A steel surface defect detection method based on PSN-YOLO
By improving the YOLOv8 network to a PSN-YOLO model and introducing dynamic convolution, multi-scale feature fusion structure and loss function, the problems of insufficient recognition and computational overhead of steel surface defect detection models in complex scenarios are solved, and efficient and accurate automatic detection is achieved.
Patent Information
- Authority / Receiving Office
- CN · China
- Patent Type
- Applications(China)
- Current Assignee / Owner
- HUZHOU UNIVERSITY
- Filing Date
- 2026-04-08
- Publication Date
- 2026-06-16
Smart Images

Figure CN122222992A_ABST
Abstract
Description
Technical Field
[0001] This invention relates to the fields of computer vision and industry. Background Technology
[0002] Steel is an alloyed metallic material with extremely wide applications and an irreplaceable role in modern industry. With the continuous development of modern industry, the requirements for the surface smoothness and quality of steel are increasing across all sectors, making steel surface inspection a current research hotspot. Research and inspection of steel and its surface quality are not only of great significance to industrial development but also contribute to improving product quality and safety.
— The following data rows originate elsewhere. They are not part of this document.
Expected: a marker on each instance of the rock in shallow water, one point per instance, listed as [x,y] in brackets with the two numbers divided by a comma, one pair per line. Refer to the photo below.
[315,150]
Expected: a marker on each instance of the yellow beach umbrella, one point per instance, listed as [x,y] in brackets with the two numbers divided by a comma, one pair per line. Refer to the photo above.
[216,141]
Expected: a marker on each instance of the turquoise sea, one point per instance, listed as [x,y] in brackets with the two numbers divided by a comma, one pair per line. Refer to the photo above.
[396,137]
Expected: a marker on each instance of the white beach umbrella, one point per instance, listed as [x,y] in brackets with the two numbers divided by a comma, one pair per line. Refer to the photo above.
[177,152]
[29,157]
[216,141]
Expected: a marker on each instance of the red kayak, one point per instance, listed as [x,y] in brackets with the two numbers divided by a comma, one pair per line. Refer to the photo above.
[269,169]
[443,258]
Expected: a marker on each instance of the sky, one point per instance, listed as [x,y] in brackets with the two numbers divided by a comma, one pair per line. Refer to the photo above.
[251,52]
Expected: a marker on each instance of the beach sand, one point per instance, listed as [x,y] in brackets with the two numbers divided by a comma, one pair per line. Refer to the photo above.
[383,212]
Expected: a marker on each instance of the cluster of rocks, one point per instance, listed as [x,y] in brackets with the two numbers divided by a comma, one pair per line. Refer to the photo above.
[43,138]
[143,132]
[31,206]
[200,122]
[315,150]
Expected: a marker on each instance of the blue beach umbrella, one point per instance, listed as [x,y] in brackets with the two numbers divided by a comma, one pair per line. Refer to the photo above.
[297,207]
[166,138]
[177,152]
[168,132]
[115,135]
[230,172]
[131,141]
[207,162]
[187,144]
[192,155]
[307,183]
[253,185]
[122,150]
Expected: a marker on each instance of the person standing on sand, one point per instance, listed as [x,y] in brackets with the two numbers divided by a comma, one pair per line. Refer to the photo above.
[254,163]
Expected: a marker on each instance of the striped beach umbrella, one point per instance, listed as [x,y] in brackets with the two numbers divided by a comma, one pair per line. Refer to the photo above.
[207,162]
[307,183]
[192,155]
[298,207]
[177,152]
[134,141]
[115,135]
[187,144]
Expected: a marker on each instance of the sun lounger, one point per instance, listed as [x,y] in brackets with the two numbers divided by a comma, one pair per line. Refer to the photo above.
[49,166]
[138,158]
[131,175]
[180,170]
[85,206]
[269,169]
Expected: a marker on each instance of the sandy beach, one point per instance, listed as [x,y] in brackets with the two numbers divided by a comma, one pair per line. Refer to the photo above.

[0003] The development of steel surface defect detection technology can be roughly divided into three stages: The first stage is the traditional target detection method, which mainly relies on human experience or image processing techniques such as threshold segmentation, edge detection, and texture analysis to identify defects. These methods are simple to implement, but have poor adaptability to changes in lighting, noise interference, and complex surface textures, making it difficult to maintain stable detection accuracy in real industrial environments. The second stage is machine vision-based detection methods, which introduce feature extraction and classification algorithms, such as traditional machine learning models like SVM and KNN, to discriminate image features. These methods improve automation to some extent, but rely on manually designed features, have limited ability to identify small or complex defects, and involve high computational demands on high-resolution images, making it difficult to balance speed and accuracy. The third stage is deep learning-based detection methods, which utilize convolutional neural networks to automatically learn multi-level feature representations, exhibiting stronger robustness and generalization ability in complex backgrounds and multi-scale defect scenarios. To address the shortcomings of traditional and machine vision methods, YOLOv8 is introduced as the main model for improvement. This not only enables high-precision end-to-end automatic detection but also effectively reduces computational complexity while maintaining detection performance, thereby meeting the dual requirements of real-time performance and accuracy in industrial settings. Summary of the Invention
[0004] This invention aims to address the shortcomings of existing steel surface defect detection models in complex industrial scenarios, such as insufficient ability to identify small target defects, limited feature representation capabilities, and high computational costs. To this end, this invention proposes a steel surface defect detection method based on PSN-YOLO, which enables high-precision automatic detection of various types of steel defects.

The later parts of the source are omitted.